Glenn Russell Your reflection here has me interested. Could you kindly say a few more words?


Josh Friedlander I feel the same - if I've understood you correctly.


Kyle Muntz Ah wow, funny to go back and look at this now. (Also, my apologies to Glenn for somehow missing your comment for... five years!) I was a fan of big, difficult, language driven novels for years--Pynchon, Joyce, Delany, etc--and I think for a long time I felt the prose style was the most important part of a novel. But I do specifically remember that, while reading this, I realized that writing nice sentences (even big, whopping pyrotechnics like Gass) isn't enough to make me enjoy reading a novel. And, when it comes Gass in particular, it can make the experience a lot worse, because he's got a mighty prose but is missing nearly everything else that makes a writer like that worth reading.

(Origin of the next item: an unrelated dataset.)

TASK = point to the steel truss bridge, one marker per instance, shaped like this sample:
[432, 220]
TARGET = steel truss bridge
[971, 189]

I did an MFA program a year after writing this review and came to believe that a lot more strongly. But it's funny to read this review and trace it so clearly to this book. Strangely, when I picked this up, I had already finished The Tunnel, disliked it--and still come to try again.


Josh Friedlander Yes, that's what I thought you were driving at. I also felt like Gass is brilliant, and writes dazzling sentences, but the book didn't ever really engage me. (I haven't yet dared to approach The Tunnel.)